Der Kläger begehrte mit der Klage zunächst die Feststellung, dass sein Arbeitsverhältnis nicht durch Fristablauf beendet wurde. Hilfsweise beantragte er, die Beklagte zu verurteilen, ihm ein Angebot auf Abschluss eines unbefristeten Arbeitsvertrags zu unterbreiten.
Er argumentierte, dass unter Berücksichtigung von Unionsrecht eine Befristung bei Betriebsratsmitgliedern unwirksam sei und ihm die Beklagte ferner allein wegen seiner Tätigkeit als Betriebsrat keinen unbefristeten Folgevertrag angeboten habe.
Die Beklagte verwies hingegen auf das geltende nationale Recht, das ausreichend Sicherheit für Betriebsratsmitglieder biete. Die Ablehnung eines Folgevertrags stützte sie auf leistungs- und verhaltensbezogene Gesichtspunkte. Die Betriebsratstätigkeit habe bei der Entscheidung keine Rolle gespielt.
Das Arbeitsgericht wies die Klage ab; die hiergegen gerichtete Berufung blieb vor dem Landesarbeitsgericht Niedersachsen erfolglos.
Entscheidung
Das BAG hat die Revision zurückgewiesen und die Vorinstanzen bestätigt. Es ist also beim fristgerechten Ablauf des Arbeitsverhältnisses und der Ablehnung eines Anspruchs auf unbefristete Folgebeschäftigung geblieben.
Nach Auffassung des BAG sei die sachgrundlose Befristung nach § 14 Abs. 2 TzBfG auch dann wirksam und ende mit Fristablauf, wenn die beschäftigte Person während der Vertragslaufzeit in den Betriebsrat gewählt werde. Unionsrechtliche Vorgaben gebieten weder eine Einschränkung noch erfordern sie eine andere Auslegung nationalen Rechts. Das Gericht hält damit an seiner Linie fest.
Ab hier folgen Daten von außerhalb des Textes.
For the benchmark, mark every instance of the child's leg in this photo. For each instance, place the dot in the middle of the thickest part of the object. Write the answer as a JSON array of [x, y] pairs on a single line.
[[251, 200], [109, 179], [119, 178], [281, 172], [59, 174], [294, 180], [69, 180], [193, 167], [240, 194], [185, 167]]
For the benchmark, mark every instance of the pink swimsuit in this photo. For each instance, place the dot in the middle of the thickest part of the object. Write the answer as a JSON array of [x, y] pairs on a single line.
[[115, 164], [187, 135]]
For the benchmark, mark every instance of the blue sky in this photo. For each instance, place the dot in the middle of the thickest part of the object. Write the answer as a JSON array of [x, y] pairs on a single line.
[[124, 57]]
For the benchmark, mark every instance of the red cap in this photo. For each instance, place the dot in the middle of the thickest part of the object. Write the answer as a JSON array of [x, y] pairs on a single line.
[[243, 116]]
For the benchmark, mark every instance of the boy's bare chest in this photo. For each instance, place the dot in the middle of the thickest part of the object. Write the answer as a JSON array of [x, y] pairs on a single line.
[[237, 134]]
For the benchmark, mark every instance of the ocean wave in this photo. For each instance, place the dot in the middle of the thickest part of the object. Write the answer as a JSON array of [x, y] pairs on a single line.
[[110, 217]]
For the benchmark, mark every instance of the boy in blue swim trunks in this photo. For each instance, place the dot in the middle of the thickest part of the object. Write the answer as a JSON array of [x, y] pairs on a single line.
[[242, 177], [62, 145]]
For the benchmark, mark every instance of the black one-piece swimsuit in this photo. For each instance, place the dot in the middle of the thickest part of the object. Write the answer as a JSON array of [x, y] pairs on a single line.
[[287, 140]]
Auch stehe eine Vorbeschäftigung als Leiharbeitnehmer der sachgrundlosen Befristung nicht entgegen, sodass eine maximale Anzahl an Verlängerungen des Arbeitsverhältnisses nicht in Betracht komme.
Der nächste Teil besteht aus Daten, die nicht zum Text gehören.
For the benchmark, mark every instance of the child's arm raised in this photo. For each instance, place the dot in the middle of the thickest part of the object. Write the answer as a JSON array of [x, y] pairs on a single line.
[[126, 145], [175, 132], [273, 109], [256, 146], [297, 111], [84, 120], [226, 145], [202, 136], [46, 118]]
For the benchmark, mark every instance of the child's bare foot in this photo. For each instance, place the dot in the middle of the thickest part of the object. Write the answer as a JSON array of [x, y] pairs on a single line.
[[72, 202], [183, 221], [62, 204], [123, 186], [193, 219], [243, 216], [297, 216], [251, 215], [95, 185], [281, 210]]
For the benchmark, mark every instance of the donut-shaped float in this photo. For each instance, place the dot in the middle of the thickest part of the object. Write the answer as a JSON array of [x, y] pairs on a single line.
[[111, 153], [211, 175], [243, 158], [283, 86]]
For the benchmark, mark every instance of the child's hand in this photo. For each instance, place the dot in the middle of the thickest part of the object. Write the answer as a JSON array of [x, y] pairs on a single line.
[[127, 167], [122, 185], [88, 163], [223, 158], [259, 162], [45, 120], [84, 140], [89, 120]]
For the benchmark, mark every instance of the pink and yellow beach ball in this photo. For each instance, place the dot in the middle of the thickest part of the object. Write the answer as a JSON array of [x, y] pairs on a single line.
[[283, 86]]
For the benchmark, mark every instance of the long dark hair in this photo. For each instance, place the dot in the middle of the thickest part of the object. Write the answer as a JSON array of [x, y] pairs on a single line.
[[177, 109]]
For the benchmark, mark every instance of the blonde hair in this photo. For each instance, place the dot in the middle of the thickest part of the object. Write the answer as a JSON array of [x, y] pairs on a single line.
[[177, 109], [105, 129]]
Hinsichtlich des hilfsweise geltend gemachten Anspruchs auf Abschluss eines unbefristeten Folgevertrags hat das BAG betont, dass ein solcher Anspruch nur dann bestehe, wenn der Arbeitgeber den Folgevertrag wegen der Betriebsratstätigkeit ablehne. Maßgeblich sei die vom BAG entwickelte abgestufte Darlegungs- und Beweislast: Das Betriebsratsmitglied dürfe die benachteiligende Motivation behaupten, der Arbeitgeber müsse sodann seine ablehnenden Gründe substantiiert offenlegen. Diese Gründe könnten durch Indizien erschüttert werden. Das Gericht ging allerdings davon aus, dass die Ablehnung des Folgevertrags nicht wegen der Betriebsratstätigkeit erfolgt sei. Als Indizien für diese Einschätzung habe das Gericht die von der Arbeitgeberseite vorgetragenen leistungs- und verhaltensbezogenen Gründe sowie die tatsächliche Weiterbeschäftigung von Ersatzbetriebsratsmitgliedern gewertet.
Fazit
Das Urteil schärft die Trennlinie zwischen Befristungsrecht und Benachteiligungsschutz: Eine Befristung nach § 14 Abs. 2 TzBfG gilt auch für Betriebsratsmitglieder, während Benachteiligungen im Anschluss an die Befristung sanktioniert werden können, § 78 Satz 2 BetrVG. Damit bleibt die Befristung ein legitimes Steuerungsinstrument – unter der Bedingung diskriminierungsfreier Anschlussentscheidungen.
Maßgeblich sind saubere Entscheidungsprozesse: Wer Folgeverträge vergibt, muss die Auswahlkriterien dokumentieren und konsistent anwenden, um keine Indizien für eine unzulässige Motivation zu schaffen.